Thursday, October 22nd, 2009

The gender pay gap is the term used to describe the difference between the hourly earnings of men and women. It is determined by calculating the overall pay of women as a percentage of that of men. The pay gap is the difference between this and 100 per cent. So, for example, if women’s pay is 80 per cent of men’s, the pay gap is 20 per cent.

There are different ways of calculating the gender pay gap. If calculated using the mean (average) hourly pay, women’s pay (excluding overtime) was 17.1 per cent less than men’s pay in 2008, showing an increase on the comparable figure of 17.0 per cent for 2007.

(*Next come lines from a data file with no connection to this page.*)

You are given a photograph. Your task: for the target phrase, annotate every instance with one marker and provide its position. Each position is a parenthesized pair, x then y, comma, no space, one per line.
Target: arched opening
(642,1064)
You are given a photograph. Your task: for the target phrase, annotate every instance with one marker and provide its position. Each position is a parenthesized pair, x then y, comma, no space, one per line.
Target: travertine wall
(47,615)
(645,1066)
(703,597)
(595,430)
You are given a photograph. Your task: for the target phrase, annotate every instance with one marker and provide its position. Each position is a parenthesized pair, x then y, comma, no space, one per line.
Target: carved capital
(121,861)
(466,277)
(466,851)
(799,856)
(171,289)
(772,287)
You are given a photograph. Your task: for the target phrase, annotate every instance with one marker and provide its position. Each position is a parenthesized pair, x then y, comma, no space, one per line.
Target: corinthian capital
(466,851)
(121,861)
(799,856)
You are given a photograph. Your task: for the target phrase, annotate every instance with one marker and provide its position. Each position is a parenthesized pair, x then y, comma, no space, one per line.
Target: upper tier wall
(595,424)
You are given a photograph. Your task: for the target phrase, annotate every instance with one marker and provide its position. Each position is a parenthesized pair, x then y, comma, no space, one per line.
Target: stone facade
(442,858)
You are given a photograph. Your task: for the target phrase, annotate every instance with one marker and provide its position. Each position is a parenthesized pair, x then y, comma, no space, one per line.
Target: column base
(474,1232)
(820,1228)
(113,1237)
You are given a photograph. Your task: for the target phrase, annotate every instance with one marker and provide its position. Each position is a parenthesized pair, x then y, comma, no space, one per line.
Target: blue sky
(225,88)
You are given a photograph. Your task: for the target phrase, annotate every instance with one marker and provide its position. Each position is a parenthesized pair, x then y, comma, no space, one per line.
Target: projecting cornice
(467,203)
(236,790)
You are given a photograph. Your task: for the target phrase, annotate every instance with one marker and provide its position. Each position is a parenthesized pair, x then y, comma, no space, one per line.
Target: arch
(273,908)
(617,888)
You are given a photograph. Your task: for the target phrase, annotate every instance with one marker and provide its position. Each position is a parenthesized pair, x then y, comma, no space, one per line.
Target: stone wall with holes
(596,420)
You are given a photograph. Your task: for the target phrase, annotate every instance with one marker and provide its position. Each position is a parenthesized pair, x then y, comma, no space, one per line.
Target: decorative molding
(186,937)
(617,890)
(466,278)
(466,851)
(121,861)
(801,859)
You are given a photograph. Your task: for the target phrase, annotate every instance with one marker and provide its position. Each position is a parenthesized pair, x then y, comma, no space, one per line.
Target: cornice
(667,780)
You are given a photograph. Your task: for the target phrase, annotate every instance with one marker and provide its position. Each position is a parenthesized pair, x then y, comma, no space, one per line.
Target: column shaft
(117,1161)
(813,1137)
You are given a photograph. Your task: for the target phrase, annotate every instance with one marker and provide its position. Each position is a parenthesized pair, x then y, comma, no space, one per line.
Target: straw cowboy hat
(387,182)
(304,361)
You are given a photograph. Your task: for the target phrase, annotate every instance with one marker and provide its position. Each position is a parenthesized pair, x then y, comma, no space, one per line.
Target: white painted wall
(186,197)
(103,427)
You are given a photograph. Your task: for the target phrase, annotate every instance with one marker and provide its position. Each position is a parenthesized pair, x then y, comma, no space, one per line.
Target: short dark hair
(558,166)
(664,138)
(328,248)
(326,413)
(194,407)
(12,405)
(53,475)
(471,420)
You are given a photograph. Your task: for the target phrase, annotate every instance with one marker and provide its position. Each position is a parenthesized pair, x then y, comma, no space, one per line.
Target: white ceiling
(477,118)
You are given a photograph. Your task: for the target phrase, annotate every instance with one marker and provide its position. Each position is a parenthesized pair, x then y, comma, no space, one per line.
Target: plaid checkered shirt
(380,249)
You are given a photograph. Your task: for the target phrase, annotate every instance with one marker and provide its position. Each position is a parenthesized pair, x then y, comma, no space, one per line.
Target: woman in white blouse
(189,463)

At present, private sector employers are only under an obligation to disclose gender pay information if requested to do so as part of a questionnaire under the Equal Pay Act 1970 or during Employment Tribunal proceedings. However, the Equality Bill contains a power to require employers with more than a specified number of employees to report on the gender pay gap. The original provision was for those with more than 250 employees to provide this information but a reduction in the
number to 100 has been mooted.

Initially, organisations with more than the specified number of employees will be ‘encouraged’ to volunteer information on the average hourly pay of male and female workers. To this end, the Equality and Human Rights Commission will carry out a consultation in order to develop a system of pay reporting for the private sector. If by 2013 it is clear that a voluntary reporting system has been ineffective in narrowing the gender pay gap, legislation will be brought forward to force disclosure. The Equality Bill also bans secrecy clauses which prevent staff from disclosing their salaries to colleagues.

A recent survey of senior Human Resources professionals revealed that only 29 per cent of organisations had conducted gender pay audits and only five per cent had actually reported their findings. Employers would therefore be well advised to carry out an audit sooner rather than later and to ensure that any discrepancies are remedied so as to reduce the risk of equal pay claims in the future.